Whatever you call it, whoever you are, you need one.
Denise watched the young mums in their ath-leisure wear. They had takeaway coffee cups in one hand and mobile phones in the other. Their children ran riot in the adventure playground, squealing and chasing and playing to their heart’s content.
The mothers clicked photos of each other and the children. Each child was dressed in adorable mini-me fashion, which she knew must have cost a fortune because she bought that stuff for her own grandchildren.
She pictured their Instagram feeds and wondered if they’d include the shots of the snotty-nosed, teary-eyed, angry-tantrum faces, or just the ones where smiles sunshined out of their faces.
Her friends were late, probably held up by grandchildren or retired husbands who were underfoot like children.
‘What are we doing today?’
‘Can I help you?’
‘I don’t know what to do with my life after forty years of work.’
She was finding retirement relatively easy. Her husband always had hobbies and those hobbies involved weekends or weeks away with his friends. She had her own hobbies, as well as grandchildren and volunteering.
She wasn’t the sort of woman who found it difficult to be on her own, especially when she had her tribe.
They couldn’t afford cafes back in the day and it wasn’t part of the culture then anyway. Cups of tea at each other’s homes, picnics, and phone calls (on the home phone) kept them busy and in contact.
One of the young mums looked up from her phone and Denise could see the tears. She knew that look, recognised those tears. It was the face of someone barely hanging on.
If it was hard in her day to feel worthy and in control, how much harder would it be today when images were curated and styled?
Another girl looked up from her phone and placed her arm around her friend. She couldn’t hear the words, but imagined they were something like, ‘Are you okay? Do you need to talk?’
Other girls picked up on the vibe and moved closer. As they surrounded her, she could feel the love. It was tribe love.
Her own tribe had been there since playgroup days through primary school, through sickness, divorces, remarriages, death, illness, work issues, kids leaving home and grandmotherhood.
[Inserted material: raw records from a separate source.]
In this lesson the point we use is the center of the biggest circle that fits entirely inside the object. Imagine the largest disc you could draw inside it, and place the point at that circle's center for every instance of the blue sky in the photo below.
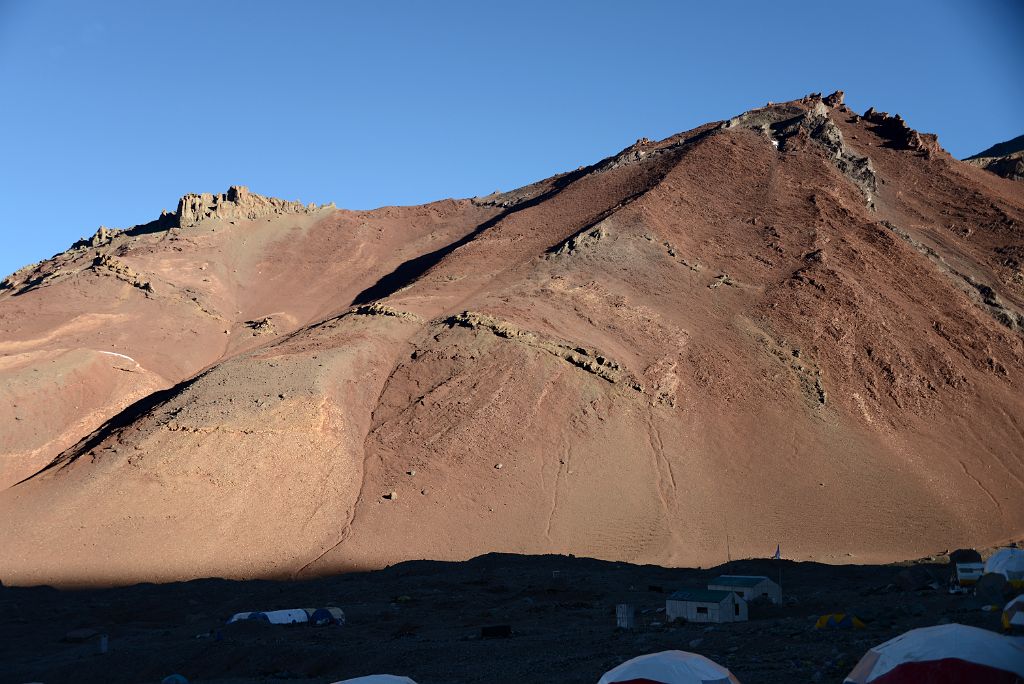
(111, 111)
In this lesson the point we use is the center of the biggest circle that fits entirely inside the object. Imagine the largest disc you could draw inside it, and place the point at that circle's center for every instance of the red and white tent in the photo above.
(669, 668)
(942, 654)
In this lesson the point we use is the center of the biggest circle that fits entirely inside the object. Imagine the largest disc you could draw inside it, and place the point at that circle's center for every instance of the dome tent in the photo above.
(378, 679)
(669, 668)
(839, 621)
(947, 653)
(1009, 563)
(1013, 613)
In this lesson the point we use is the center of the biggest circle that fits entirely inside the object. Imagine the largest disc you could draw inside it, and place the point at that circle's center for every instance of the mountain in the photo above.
(800, 326)
(1005, 159)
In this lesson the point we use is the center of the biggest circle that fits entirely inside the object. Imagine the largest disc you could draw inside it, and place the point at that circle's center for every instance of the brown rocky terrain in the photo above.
(1005, 159)
(800, 325)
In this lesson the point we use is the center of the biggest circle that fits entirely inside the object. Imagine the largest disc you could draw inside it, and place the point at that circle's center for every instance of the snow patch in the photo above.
(114, 353)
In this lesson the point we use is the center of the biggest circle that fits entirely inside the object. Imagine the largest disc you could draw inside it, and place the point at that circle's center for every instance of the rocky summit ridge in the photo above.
(799, 326)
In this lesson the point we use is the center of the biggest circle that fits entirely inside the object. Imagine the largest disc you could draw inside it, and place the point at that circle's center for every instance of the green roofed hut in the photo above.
(749, 587)
(706, 605)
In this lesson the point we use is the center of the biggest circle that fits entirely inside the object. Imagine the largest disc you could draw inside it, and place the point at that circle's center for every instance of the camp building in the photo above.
(750, 588)
(706, 605)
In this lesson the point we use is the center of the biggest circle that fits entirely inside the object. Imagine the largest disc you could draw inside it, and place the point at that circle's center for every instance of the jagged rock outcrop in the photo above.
(237, 204)
(123, 271)
(676, 353)
(580, 356)
(901, 136)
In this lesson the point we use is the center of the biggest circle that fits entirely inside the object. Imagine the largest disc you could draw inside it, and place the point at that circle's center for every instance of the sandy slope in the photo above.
(801, 326)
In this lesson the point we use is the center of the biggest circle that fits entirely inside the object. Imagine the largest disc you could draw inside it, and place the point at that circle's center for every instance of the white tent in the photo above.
(950, 653)
(670, 668)
(288, 616)
(1009, 563)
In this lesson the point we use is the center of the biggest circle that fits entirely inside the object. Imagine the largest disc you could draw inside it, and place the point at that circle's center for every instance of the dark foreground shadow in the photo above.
(553, 618)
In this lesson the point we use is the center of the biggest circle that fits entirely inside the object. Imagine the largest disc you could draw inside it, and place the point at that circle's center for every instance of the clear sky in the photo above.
(111, 111)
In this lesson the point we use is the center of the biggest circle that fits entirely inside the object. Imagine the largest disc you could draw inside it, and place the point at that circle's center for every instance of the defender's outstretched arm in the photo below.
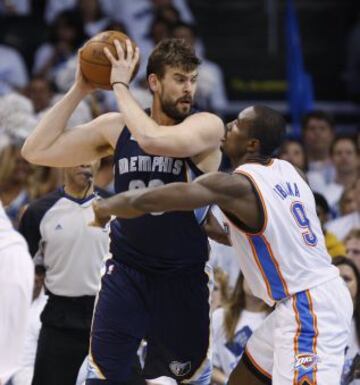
(171, 197)
(213, 188)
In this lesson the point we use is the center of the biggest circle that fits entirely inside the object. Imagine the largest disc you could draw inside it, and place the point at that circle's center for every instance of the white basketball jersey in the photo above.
(288, 255)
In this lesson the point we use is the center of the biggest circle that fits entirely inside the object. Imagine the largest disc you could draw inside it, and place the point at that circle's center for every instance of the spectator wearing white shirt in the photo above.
(352, 246)
(13, 72)
(16, 285)
(344, 156)
(25, 374)
(343, 225)
(232, 327)
(318, 134)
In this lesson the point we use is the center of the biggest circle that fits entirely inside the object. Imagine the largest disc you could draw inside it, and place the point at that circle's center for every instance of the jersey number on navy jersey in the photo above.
(139, 183)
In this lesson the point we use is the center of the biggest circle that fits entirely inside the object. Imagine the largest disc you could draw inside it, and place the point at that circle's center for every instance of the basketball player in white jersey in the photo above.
(16, 284)
(270, 211)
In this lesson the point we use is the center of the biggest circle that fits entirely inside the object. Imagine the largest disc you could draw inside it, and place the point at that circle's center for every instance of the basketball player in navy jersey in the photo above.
(154, 286)
(271, 215)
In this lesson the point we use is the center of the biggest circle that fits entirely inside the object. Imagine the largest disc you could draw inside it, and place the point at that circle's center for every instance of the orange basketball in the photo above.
(95, 66)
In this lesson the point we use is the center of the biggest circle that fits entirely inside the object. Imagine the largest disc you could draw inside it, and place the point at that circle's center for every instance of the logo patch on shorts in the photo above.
(180, 369)
(306, 360)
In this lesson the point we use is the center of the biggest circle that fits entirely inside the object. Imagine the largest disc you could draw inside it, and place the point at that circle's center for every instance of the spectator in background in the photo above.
(350, 274)
(352, 245)
(348, 202)
(16, 285)
(66, 36)
(318, 134)
(344, 155)
(210, 93)
(293, 151)
(57, 230)
(92, 15)
(40, 91)
(14, 192)
(13, 72)
(25, 374)
(232, 326)
(343, 225)
(333, 245)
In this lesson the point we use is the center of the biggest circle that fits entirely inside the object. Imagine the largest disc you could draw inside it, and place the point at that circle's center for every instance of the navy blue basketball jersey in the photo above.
(157, 242)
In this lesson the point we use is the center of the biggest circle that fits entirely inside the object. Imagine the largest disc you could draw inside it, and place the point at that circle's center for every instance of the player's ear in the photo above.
(253, 145)
(153, 83)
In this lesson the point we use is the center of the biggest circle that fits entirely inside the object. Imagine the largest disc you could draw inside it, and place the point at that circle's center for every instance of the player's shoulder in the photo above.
(111, 117)
(206, 118)
(232, 184)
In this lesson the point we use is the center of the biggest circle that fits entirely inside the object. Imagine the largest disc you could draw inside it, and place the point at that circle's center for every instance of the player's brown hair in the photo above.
(354, 233)
(175, 53)
(7, 164)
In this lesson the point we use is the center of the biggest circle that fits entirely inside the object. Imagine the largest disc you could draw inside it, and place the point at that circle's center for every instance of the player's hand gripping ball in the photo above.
(96, 66)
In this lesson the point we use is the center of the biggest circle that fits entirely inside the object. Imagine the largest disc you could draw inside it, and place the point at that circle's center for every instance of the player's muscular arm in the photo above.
(53, 145)
(196, 134)
(213, 188)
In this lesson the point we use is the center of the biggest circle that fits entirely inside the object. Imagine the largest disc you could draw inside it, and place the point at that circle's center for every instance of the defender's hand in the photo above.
(101, 219)
(122, 66)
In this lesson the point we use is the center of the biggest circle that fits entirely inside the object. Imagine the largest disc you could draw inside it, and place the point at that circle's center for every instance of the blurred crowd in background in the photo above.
(329, 158)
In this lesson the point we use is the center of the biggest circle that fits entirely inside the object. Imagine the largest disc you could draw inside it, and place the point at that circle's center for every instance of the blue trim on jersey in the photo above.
(307, 335)
(192, 172)
(276, 286)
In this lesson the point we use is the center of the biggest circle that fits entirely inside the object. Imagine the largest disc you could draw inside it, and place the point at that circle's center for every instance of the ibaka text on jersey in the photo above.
(285, 189)
(144, 163)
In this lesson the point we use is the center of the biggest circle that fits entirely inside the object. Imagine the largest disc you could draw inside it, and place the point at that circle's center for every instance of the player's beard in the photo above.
(175, 110)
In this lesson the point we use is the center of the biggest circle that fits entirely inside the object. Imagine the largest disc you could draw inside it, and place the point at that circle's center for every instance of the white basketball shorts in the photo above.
(302, 342)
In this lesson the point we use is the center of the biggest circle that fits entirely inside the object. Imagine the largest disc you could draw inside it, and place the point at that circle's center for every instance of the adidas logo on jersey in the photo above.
(306, 360)
(180, 368)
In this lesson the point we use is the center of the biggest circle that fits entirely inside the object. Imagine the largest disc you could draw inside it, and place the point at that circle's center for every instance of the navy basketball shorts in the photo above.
(170, 311)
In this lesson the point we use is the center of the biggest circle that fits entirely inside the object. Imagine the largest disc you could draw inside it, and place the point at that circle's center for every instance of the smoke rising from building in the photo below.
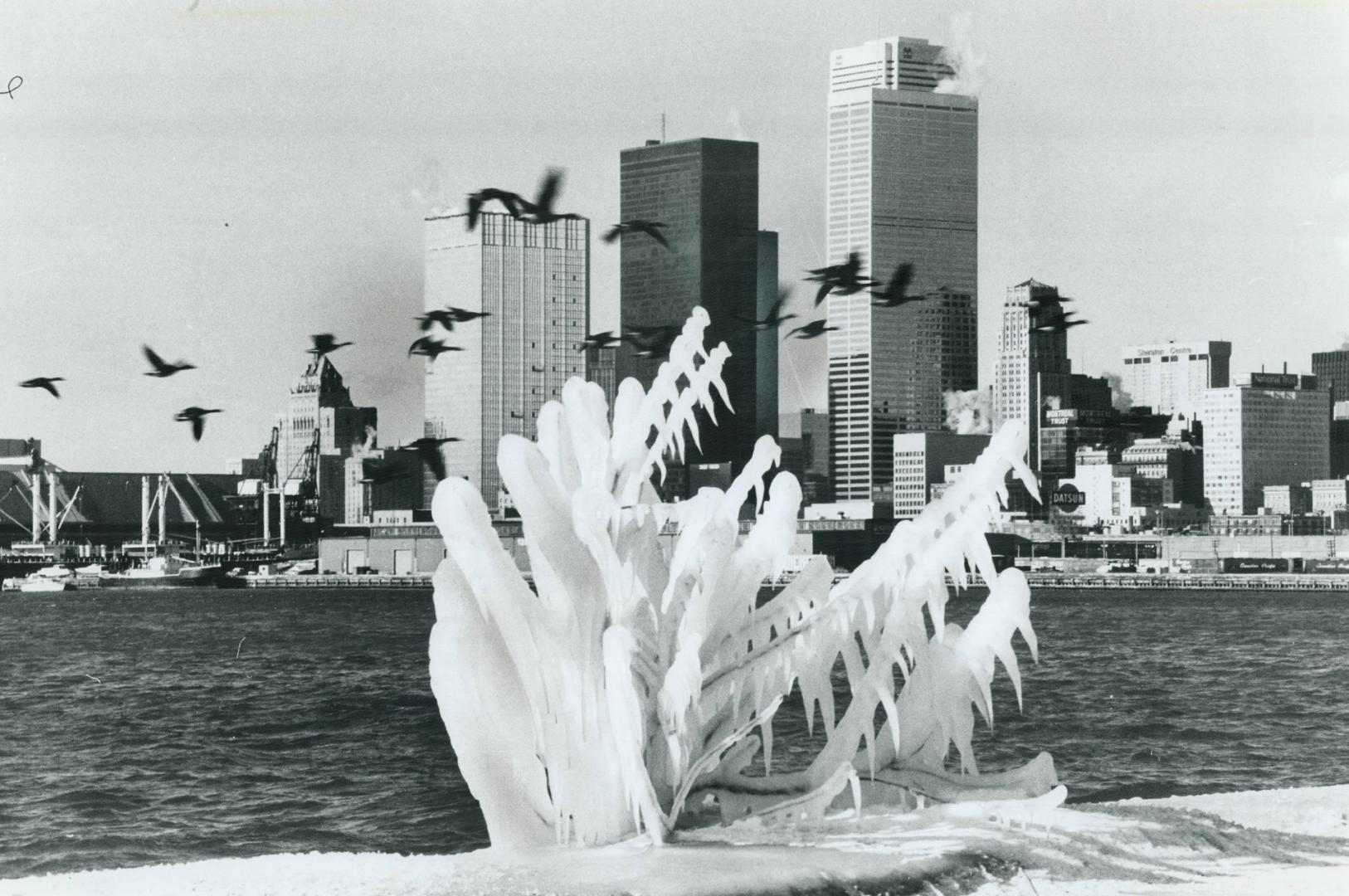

They’d believed and prayed and supported and been there–always.
She smiled to herself. Despite the designer clothes, the crafted coffee and curated lives these girls were each other’s tribe.
‘Denise! Darling! Give me a hug.’ Michelle’s beaming so-glad-to-see-you grin warmed her all over.
Over Michelle’s shoulder, she could see the rest of the tribe approach. They may be flabby and wrinkled, but they were her girlfriends. They were her beautiful tribe.
The first Tuesday of every month, they took themselves out for a nice lunch and enjoyed a proper coffee at the café in the park. No more instant like the old days.
The young mums were packing up to go. It was probably the children’s nap time. The girl who’d had tears in her eyes was smiling again. Her shoulders lifted. She walked a little taller.
Denise said a little prayer for the young mum, even though she had no idea who she was, or what she was teary about. Then she thanked God for the times she’d walked taller because her tribe had her back.